Washington’s version of French impressionist composer Debussy’s “Claire de Lune” casts the impressionist classic as a greasy 12/8 ballad that winds itself into a frenzy of voices, strings, and expressive piano over time.

“Malcolm’s Theme” nods to hip-hop at least in the sense that it mashes up Ossie Davis’s famous eulogy for Malcolm X, set to Washington’s melody for two voices, with a recording of Malcolm himself speaking over a swirl of acoustic jazz. But the truth of even this cut is that its sensibility sits squarely in Malcolm’s time: the jazz of Coltrane and his disciples, of which we must now count Kamasi Washington. It’s not that the music is not adventurous and rich in power and creativity, but just that it finds its power in harkening back to a specific period between 65 and 45 years ago.

But, Maybe, What’s to Come…

The last track on The Epic is my favorite. “The Message” isn’t all that different from what precedes it. It features of core ten-piece band: the front line of three horns, the two keyboards and two basses (each acoustic and electric), plus twin drummers and hand percussion. The theme is a punching brass blues melody that sits over a throbbing Latin groove in 7/4 time.

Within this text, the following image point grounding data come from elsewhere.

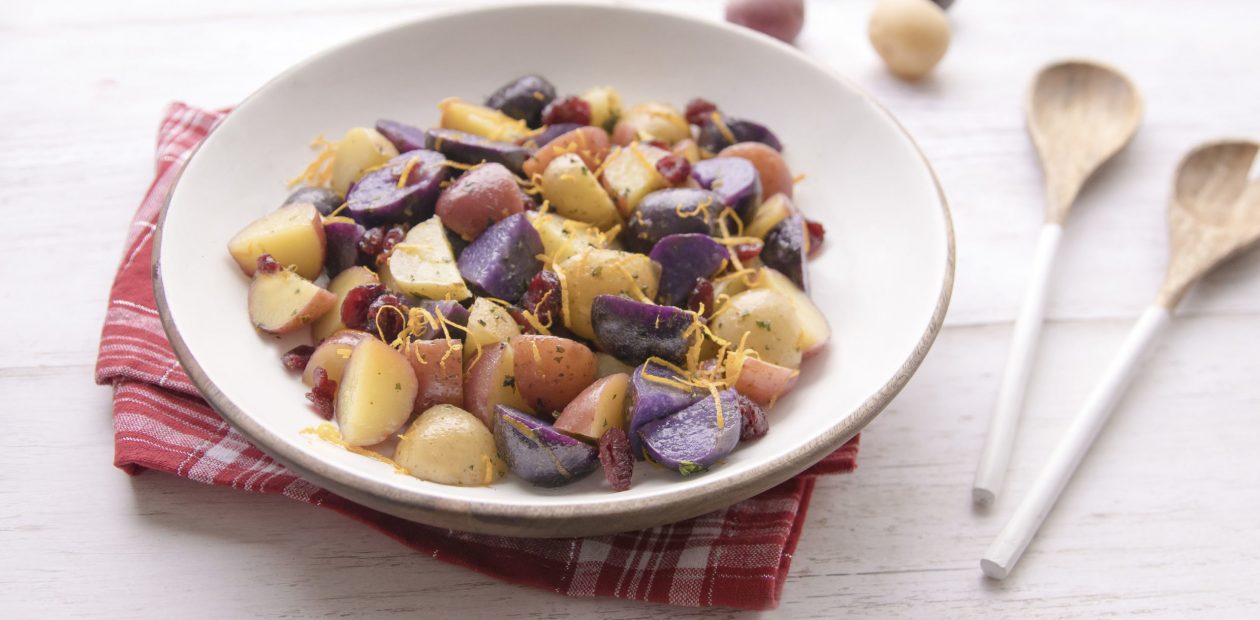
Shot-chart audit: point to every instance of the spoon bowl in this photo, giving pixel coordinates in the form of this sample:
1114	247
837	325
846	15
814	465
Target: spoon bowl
1080	115
1214	213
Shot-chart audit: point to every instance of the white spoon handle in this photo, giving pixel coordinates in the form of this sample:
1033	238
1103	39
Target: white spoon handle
1014	379
1001	558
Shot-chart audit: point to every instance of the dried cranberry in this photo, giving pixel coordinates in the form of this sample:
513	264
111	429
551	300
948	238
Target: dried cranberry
542	298
267	265
755	424
616	459
297	357
567	110
701	294
387	315
817	233
354	306
321	393
674	168
698	111
749	251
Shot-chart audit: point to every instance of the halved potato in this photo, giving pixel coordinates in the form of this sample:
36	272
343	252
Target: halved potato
575	193
360	149
340	285
292	235
333	354
488	324
814	329
449	445
630	173
601	406
602	272
490	379
423	264
376	395
563	237
284	301
770	323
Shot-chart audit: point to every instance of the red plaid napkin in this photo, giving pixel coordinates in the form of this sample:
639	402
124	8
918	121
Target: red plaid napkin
735	557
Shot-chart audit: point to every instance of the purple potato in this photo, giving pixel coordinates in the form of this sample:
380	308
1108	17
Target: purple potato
712	139
523	98
325	200
733	179
538	453
343	237
471	149
502	260
376	198
670	212
650	400
633	332
785	250
684	258
696	437
549	132
405	137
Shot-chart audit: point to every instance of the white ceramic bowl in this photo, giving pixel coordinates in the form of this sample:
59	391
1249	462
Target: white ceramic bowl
883	279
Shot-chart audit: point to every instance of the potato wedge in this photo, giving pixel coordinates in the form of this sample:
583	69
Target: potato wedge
292	235
376	395
423	264
575	193
552	371
602	272
765	321
284	301
490	379
340	285
601	406
449	445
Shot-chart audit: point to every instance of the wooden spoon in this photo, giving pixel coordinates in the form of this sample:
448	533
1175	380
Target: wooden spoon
1080	114
1215	214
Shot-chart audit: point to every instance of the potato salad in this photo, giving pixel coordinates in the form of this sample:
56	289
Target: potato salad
542	286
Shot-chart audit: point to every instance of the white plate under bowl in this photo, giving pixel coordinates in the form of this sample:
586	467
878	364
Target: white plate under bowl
883	277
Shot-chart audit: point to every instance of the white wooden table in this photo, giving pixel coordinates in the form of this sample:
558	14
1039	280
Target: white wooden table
1162	517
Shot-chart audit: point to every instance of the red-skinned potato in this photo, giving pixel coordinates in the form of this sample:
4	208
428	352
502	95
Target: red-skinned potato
332	354
439	367
552	371
591	144
282	301
601	406
760	381
774	172
490	379
292	235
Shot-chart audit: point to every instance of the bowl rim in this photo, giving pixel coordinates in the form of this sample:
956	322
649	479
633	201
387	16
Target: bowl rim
561	519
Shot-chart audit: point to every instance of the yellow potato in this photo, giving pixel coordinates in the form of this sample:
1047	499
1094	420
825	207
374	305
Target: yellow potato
423	264
449	445
599	407
360	149
481	121
573	192
602	272
488	324
563	237
551	371
376	395
769	320
340	285
284	301
630	173
292	235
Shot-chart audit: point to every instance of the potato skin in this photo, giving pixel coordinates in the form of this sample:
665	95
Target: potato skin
449	445
552	371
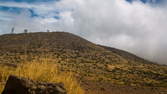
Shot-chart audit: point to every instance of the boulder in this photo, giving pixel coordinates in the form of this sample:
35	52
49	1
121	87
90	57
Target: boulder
16	85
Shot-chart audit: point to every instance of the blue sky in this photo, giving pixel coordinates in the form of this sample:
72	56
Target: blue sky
18	10
139	23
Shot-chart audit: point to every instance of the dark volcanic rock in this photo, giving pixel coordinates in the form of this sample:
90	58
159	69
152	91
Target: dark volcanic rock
16	85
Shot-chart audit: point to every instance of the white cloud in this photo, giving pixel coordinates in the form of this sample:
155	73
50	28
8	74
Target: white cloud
136	27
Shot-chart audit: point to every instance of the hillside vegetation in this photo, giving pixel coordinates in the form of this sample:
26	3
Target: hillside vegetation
41	70
86	60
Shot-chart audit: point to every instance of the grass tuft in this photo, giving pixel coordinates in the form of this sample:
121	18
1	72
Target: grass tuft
41	70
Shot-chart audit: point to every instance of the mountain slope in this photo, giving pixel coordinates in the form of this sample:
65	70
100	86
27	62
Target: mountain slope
88	61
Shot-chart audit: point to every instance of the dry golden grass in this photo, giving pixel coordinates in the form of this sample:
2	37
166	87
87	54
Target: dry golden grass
41	70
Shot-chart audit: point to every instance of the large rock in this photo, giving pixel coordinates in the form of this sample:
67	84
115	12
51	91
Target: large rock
16	85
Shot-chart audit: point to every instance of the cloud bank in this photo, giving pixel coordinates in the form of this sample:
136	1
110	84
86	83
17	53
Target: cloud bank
138	27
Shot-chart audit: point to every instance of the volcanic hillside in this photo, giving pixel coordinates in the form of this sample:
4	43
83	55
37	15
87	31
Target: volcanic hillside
88	61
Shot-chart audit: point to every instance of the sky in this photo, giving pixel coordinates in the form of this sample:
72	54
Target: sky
137	26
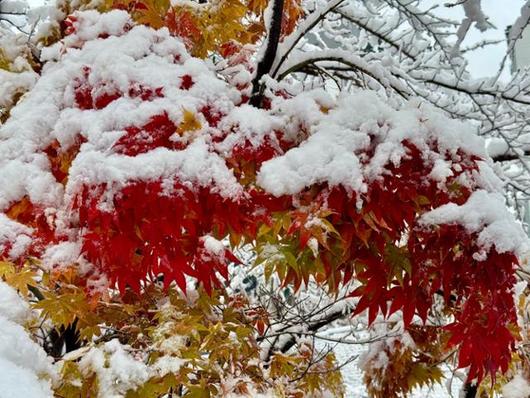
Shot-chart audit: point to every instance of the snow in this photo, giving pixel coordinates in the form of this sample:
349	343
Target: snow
25	369
335	151
14	236
484	213
518	387
117	370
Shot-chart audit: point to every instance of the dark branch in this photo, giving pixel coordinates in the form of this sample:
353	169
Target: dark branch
265	64
507	157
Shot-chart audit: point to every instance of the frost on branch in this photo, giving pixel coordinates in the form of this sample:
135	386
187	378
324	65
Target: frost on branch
135	160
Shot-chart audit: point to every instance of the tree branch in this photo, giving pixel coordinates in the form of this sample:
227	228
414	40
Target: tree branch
265	64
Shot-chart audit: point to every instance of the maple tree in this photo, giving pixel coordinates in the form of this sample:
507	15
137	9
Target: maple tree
147	177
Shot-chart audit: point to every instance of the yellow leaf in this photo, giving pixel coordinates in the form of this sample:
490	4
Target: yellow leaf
189	122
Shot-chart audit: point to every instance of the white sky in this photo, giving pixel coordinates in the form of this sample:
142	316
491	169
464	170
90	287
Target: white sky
484	62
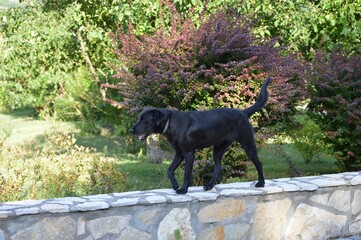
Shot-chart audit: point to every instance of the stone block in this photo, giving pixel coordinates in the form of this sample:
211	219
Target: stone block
236	231
147	216
125	202
134	234
55	208
340	200
90	206
270	219
177	221
156	199
55	228
213	233
314	223
221	210
203	196
356	203
108	225
320	198
355	226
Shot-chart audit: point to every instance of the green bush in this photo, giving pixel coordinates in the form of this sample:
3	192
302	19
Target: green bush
308	138
45	54
58	169
336	103
219	64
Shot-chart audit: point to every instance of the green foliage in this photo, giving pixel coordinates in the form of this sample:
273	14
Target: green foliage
336	103
305	25
201	68
60	168
308	138
44	54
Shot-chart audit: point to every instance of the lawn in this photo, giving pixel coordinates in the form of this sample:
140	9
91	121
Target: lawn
19	128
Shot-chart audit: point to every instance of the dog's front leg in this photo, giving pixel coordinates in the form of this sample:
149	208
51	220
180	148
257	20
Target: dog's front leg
178	158
189	159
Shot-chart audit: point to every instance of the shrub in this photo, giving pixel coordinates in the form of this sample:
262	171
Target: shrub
219	64
43	52
308	138
336	103
59	169
304	24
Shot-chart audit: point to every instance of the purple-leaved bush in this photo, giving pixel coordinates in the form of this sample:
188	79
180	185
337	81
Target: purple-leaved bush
219	64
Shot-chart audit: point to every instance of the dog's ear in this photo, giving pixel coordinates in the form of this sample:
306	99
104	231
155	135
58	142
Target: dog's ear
158	116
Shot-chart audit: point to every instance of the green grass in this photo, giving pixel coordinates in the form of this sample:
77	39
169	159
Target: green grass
6	4
21	127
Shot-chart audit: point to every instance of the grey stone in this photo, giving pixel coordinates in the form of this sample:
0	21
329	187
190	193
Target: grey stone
177	220
307	222
156	199
234	185
355	226
55	228
179	198
356	203
212	233
147	216
320	198
236	231
126	194
70	199
287	187
356	180
240	192
125	202
328	182
265	226
272	189
55	208
222	210
2	237
26	211
204	196
81	226
340	200
108	225
304	186
101	197
4	214
90	206
134	234
27	203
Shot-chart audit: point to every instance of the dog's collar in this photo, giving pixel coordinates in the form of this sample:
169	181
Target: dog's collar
166	126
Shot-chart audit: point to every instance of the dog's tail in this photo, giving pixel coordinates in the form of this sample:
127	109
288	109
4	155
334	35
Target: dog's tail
261	101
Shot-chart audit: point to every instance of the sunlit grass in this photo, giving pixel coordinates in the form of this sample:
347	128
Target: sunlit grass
131	159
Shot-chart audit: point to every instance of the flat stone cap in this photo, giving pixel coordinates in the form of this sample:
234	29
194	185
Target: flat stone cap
157	196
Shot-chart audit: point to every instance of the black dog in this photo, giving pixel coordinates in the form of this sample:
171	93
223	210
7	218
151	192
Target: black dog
188	131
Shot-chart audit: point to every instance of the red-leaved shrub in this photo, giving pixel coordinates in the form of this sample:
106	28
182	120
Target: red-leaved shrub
219	64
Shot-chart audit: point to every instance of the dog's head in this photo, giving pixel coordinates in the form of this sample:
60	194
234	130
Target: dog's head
150	120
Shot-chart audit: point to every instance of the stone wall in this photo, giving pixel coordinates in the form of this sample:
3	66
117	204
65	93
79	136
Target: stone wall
321	207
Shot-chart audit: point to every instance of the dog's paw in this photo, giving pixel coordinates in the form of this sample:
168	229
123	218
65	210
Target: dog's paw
260	184
207	187
181	191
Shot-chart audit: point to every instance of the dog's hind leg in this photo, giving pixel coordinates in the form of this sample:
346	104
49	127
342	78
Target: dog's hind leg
250	148
218	152
189	159
177	160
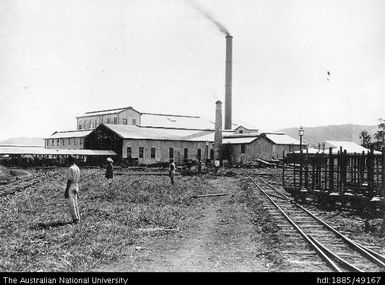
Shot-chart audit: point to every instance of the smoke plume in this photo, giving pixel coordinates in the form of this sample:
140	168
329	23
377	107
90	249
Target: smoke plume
209	17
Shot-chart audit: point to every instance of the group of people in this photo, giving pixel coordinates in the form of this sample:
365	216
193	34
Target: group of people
73	178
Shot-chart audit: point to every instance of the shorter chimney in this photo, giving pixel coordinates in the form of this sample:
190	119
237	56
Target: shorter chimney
218	131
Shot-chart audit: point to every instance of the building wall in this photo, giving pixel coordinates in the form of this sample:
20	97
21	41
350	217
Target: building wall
126	117
279	148
64	143
162	150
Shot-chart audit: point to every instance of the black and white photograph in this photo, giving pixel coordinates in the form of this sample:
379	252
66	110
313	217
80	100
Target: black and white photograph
191	136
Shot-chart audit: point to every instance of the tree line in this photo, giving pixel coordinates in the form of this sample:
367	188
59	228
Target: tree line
376	142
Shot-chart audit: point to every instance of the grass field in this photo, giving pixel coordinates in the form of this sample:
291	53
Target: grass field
35	234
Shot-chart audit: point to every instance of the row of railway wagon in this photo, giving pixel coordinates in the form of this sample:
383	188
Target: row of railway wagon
352	180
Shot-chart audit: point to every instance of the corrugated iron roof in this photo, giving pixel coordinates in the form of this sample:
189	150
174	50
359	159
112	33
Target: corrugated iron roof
69	134
335	151
281	138
136	132
176	121
46	151
239	140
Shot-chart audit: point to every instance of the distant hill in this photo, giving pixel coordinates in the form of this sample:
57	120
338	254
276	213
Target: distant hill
23	141
348	132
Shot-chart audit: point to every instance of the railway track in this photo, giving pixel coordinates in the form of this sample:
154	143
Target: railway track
299	225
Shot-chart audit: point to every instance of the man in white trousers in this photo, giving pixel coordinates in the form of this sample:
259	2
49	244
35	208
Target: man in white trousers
72	190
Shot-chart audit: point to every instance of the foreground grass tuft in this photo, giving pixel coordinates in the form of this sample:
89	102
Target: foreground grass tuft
35	233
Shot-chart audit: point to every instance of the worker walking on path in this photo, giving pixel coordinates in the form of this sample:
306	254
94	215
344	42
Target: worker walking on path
217	164
72	190
171	171
109	171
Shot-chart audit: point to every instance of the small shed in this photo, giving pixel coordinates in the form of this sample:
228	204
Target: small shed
264	146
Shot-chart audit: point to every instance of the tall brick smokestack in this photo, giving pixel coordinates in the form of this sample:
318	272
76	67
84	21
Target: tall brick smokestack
229	78
218	131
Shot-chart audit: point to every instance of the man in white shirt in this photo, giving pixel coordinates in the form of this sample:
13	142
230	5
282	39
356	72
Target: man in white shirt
72	190
171	171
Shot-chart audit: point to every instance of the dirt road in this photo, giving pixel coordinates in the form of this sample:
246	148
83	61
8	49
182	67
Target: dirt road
221	236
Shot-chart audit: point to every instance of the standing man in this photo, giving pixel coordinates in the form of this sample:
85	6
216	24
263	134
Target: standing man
217	164
109	171
172	171
72	190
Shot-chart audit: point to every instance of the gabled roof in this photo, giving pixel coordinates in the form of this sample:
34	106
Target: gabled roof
151	133
176	121
106	112
48	151
238	140
281	138
69	134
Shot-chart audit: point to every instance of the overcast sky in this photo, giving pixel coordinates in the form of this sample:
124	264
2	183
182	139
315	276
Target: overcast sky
59	59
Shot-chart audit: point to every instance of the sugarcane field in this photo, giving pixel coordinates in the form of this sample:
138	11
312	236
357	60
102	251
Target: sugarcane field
194	136
208	221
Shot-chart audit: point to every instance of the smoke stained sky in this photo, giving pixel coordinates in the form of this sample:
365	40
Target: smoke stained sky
59	59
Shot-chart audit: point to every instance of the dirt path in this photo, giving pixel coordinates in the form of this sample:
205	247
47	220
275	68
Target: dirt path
221	237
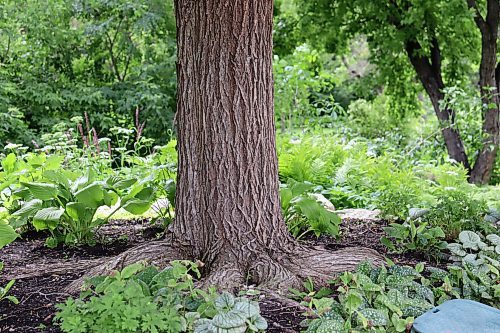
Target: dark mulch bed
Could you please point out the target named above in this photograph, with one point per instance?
(38, 296)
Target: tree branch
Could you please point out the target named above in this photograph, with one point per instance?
(478, 18)
(497, 77)
(435, 55)
(111, 45)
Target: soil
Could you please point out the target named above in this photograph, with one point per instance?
(38, 296)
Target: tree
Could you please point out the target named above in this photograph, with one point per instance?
(439, 40)
(228, 210)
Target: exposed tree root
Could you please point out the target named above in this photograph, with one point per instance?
(278, 270)
(158, 253)
(36, 270)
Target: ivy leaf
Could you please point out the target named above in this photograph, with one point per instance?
(42, 191)
(47, 218)
(467, 236)
(29, 208)
(225, 301)
(7, 234)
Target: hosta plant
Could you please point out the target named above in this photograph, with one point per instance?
(475, 272)
(4, 290)
(376, 299)
(66, 205)
(234, 315)
(142, 298)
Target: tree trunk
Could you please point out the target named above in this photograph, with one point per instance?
(228, 214)
(228, 211)
(488, 84)
(228, 204)
(429, 73)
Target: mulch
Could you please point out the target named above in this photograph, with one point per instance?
(39, 295)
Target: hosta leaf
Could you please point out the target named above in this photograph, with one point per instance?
(132, 269)
(225, 301)
(204, 326)
(110, 198)
(494, 239)
(353, 301)
(91, 195)
(7, 234)
(137, 206)
(415, 213)
(423, 292)
(57, 177)
(42, 191)
(330, 326)
(79, 211)
(120, 184)
(467, 236)
(375, 316)
(231, 319)
(396, 297)
(9, 163)
(47, 218)
(29, 208)
(456, 249)
(250, 309)
(260, 323)
(397, 270)
(413, 311)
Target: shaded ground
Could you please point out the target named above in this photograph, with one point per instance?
(38, 296)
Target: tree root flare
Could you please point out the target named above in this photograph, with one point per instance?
(270, 270)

In several respects it leans forward and suggests the music is still to come from Washington. Keyboards feed otherworldly squeals into the sound with a certain artful atonality, and Thundercat’s bass solo attacks the song’s structure without traditional jazz phrasing. Washington’s solo here pushes outward like Pharaoh Sanders, no doubt, but it also feels more individual and distinct, less like a recreation and more like a reclaiming for a new purpose. The polyrhythmic blend of drummers, percussion, and the percussive keyboard attacks is not hip-hop — it is most certainly jazz — but it comes at an old jazz virtue with the awareness of how hip-hop sampling and hip-hop rhythmic attack updates that tradition.

Will Washington continue to make music that leans so heavily on a similarity of much older music? I doubt it. His utterly contemporary associations and affiliations certainly suggest rich territory for moving ahead. I suspect that the real masterpiece from Washington is a few years ahead.

In the meantime, I don’t at all dislike The Epic, and I think that it is commendable in how it grounds its creator in his roots even as it feints toward the future. Though Kamasi Washington is already a mature artist, this was his first complete solo recording, and I deeply respect its humility if not its length, which perhaps was excessive. If it wasn’t in my top handful of 2015 releases, these are the reasons why. But also the reasons why may not want to ignore it.

Note to fans of the great David Simon’s Treme: the string section on The Epic includes, quite anonymously, violinist Lucia Micarelli, who played Annie on the HBO series.